Enhance promoter strength prediction accuracy. Because our experimental data is so limited, the weight of the spacer length and the motif similarity is roughly determined, which lead to a weak correlation between the promoter strength. In the future we hope to obtain more experimental data with regard to the effect of spacer length and motif similarity having on promoter strength so we can revise the weight coefficients of the two factors and get more reliable results.

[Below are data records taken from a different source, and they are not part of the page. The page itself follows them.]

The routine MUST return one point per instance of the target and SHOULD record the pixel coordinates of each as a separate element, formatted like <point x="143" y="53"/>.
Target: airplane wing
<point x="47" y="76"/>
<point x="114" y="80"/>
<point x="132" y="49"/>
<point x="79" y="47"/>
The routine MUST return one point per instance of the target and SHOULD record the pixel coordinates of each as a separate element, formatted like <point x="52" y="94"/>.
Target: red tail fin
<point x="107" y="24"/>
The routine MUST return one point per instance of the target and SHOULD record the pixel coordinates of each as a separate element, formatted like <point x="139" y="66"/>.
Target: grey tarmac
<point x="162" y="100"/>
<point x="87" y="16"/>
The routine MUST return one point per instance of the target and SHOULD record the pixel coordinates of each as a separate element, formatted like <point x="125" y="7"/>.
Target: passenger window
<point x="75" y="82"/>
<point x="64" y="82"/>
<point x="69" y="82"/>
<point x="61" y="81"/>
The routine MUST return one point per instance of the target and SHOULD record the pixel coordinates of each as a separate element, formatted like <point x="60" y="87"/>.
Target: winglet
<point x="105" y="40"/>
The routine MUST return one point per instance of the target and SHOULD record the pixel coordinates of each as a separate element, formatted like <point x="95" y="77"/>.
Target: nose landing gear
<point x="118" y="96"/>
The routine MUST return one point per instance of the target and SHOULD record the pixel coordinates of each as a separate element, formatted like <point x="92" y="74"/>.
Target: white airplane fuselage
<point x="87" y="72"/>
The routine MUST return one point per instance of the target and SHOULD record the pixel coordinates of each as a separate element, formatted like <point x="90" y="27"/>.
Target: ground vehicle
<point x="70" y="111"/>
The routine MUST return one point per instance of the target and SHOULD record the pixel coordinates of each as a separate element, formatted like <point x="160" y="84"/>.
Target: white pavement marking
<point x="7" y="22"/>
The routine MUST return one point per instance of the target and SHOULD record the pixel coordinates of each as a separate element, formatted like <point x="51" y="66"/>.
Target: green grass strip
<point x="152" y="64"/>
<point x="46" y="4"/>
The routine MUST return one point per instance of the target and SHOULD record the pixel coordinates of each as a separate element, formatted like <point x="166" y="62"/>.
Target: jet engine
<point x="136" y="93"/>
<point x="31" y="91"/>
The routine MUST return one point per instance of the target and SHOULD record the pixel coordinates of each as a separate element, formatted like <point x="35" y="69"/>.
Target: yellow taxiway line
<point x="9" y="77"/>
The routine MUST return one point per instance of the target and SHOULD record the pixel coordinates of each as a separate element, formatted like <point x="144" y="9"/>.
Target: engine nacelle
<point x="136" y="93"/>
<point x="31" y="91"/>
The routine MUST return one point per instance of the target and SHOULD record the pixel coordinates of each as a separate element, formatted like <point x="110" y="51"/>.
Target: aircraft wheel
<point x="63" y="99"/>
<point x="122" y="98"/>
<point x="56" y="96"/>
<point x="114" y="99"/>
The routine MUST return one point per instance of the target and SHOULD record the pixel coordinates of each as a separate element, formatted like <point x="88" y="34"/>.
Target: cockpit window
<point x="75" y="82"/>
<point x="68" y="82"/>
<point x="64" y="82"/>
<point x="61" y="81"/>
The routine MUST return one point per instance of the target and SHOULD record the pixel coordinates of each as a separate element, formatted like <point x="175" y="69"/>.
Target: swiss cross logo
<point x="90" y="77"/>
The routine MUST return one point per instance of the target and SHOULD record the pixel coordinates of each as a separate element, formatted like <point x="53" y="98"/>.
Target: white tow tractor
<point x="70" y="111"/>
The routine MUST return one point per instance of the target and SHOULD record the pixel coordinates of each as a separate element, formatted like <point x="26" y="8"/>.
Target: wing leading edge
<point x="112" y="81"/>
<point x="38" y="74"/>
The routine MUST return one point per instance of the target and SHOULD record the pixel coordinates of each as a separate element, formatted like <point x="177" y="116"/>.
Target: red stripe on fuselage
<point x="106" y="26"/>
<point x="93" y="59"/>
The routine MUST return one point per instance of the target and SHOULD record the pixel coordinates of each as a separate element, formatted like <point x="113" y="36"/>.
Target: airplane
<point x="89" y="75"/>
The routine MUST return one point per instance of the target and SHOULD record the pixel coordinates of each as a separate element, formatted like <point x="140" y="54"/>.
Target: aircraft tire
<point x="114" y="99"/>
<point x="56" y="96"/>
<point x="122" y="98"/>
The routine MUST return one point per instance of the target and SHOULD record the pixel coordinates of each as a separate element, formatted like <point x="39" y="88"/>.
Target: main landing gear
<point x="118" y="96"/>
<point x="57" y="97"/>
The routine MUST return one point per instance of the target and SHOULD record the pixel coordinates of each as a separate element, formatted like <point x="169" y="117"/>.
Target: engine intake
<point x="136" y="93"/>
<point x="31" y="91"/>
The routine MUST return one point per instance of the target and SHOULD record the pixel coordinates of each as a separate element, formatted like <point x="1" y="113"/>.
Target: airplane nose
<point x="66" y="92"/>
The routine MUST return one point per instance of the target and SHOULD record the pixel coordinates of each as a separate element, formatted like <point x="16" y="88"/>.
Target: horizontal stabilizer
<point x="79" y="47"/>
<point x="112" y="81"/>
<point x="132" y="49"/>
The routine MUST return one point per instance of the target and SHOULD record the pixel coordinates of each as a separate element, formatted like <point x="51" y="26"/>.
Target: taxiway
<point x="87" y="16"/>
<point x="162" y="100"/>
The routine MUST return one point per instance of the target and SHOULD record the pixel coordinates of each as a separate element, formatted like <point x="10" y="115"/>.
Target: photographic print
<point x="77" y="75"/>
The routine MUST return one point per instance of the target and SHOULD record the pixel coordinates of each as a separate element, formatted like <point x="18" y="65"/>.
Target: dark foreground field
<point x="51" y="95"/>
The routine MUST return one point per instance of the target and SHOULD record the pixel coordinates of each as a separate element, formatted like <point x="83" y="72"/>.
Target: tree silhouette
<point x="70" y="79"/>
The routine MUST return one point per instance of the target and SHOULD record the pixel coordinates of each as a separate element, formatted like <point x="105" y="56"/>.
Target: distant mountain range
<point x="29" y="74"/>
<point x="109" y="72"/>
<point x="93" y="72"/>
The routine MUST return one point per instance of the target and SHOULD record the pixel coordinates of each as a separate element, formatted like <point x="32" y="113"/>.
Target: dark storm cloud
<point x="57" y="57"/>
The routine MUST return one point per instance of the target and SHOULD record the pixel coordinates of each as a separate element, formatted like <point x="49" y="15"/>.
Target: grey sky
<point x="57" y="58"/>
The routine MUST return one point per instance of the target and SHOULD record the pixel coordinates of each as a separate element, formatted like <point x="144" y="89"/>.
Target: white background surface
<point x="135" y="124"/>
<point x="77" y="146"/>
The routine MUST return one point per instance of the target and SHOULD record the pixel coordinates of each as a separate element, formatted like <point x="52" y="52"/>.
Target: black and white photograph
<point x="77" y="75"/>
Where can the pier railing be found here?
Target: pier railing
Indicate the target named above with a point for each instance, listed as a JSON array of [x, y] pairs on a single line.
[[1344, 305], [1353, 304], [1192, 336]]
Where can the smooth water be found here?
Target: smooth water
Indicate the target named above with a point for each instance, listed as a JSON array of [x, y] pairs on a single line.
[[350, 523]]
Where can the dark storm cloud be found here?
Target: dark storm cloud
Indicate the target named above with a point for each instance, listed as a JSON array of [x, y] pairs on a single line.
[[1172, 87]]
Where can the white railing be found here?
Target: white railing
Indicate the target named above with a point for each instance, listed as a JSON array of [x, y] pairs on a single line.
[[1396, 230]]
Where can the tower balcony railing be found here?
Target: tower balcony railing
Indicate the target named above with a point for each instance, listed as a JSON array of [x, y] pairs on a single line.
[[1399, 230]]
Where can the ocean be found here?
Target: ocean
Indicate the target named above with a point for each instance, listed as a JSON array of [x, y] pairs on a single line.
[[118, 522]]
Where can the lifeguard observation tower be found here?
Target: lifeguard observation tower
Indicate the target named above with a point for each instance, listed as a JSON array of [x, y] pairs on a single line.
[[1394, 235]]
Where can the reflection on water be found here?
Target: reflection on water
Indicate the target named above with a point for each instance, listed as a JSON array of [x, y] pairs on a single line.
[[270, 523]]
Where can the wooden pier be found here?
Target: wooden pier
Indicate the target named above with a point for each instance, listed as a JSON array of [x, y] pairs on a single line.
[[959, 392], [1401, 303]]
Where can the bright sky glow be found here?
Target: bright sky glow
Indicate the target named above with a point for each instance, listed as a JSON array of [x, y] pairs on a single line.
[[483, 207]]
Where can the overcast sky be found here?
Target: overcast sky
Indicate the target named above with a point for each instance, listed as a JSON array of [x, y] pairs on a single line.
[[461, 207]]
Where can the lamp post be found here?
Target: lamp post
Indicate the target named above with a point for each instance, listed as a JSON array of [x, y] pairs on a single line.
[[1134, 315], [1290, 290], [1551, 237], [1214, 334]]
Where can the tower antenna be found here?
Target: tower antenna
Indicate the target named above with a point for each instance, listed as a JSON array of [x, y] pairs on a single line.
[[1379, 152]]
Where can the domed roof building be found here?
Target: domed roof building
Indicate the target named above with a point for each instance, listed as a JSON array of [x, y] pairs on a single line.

The next version of this part of our program will be able to analyze not only the promoters of E. coli, but other species such as Bacillus subtilis, we'll integrate the transcription factor binding site data of more species into our database and use PWM algorithm to predict the TFBS in the promoters.


References

[1] Wösten, M., Eubacterial sigma‐factors. FEMS microbiology reviews 1998, 22 (3), 127-150.
[2] Shultzaberger, R. K.; Chen, Z.; Lewis, K. A.; Schneider, T. D., Anatomy of E. coli σ70 promoters. Nucleic acids research 2007, 35 (3),771-788.
[3] Paget, M.; Helmann, J. D., The sigma70 family of sigma factors. Genome Biol 2003, 4 (1),203.
[4] Jensen, S. T.; Liu, X. S.; Zhou, Q.; Liu, J. S., Computational discovery of gene regulatory binding motifs: a Bayesian perspective. Statistical Science 2004, 19 (1), 188-204.
[5] Kämpke, T.; Kieninger, M.; Mecklenburg, M., Efficient primer design algorithms. Bioinformatics 2001, 17 (3),214-225.
[6] (a) Rhodius, V. A.; Mutalik, V. K., Predicting strength and function for promoters of the E. coli alternative sigma factor, σE. Proceedings of the National Academy of Sciences 2010, 107 (7), 2854-2859; (b) Mulligan, M. E.; Brosius, J.; McClure, W. R., Characterization in vitro of the effect of spacer length on the activity of E. coli RNA polymerase at the TAC promoter. Journal of Biological Chemistry 1985, 260 (6), 3529-3538; (c) Qureshi, S. A.; Jackson, S. P., sequences-Specific DNA Binding by the S. shibatae TFIIB Homolog, TFB, and Its Effect on Promoter Strength. Molecular cell 1998, 1 (3), 389-400.
[7] Kel, A. E.; Gößling, E.; Reuter, I.; Cheremushkin, E.; Kel-Margoulis, O. V.; Wingender, E., MATCHTM: a tool for searching transcription factor binding sites in DNA sequencess. Nucleic acids research 2003, 31 (13), 3576-3579.
[8] Deuschle, U.; Kammerer, W.; Gentz, R.; Bujard, H., Promoters of E. coli: a hierarchy of in vivo strength indicates alternate structures. The EMBO journal 1986, 5 (11), 2987.








RBS-decoder


Abstract

The efficiency of translation in bacteria is greatly influenced by the binding affinity between the ribosome and RBS, which can be measured by RBS strength. Experimental work to determine a RBS sequences can be awfully laborious while our software program can solve this problem easily. RBS-decoder is a software tool for evaluating RBS strength and locating SD sequences. This program uses the same method—PWM to calculate the similarity between the RBS sequences and the position frequency matrix of SD sequences and transform the similarity to the relative strength of a RBS sequences.


Background

Translational efficiency in Escherichia coli is generally determined at the stage of initiation. There are several principal mRNA sequences elements which can affect the kinetics of ternary initiation complex formation (30 S-mRNA-fMet-tRNA): SD sequences and the start codon (ATG). The SD sequences base-pairs with a RNA molecule that forms part of the bacterial ribosome (the 16s rRNA), while the start codon base-pairs with the initiator tRNA which is bound to the ribosome. In addition the SD sequences and the start codon being important, the spacer between them also influences the RBS strength, these two sequencess need to be positioned approximately 6-7 nucleotides apart so they can both make contact with the appropriate parts of the ribosome complex1.


Introduction

How do baterial Ribosome Binding Sites work?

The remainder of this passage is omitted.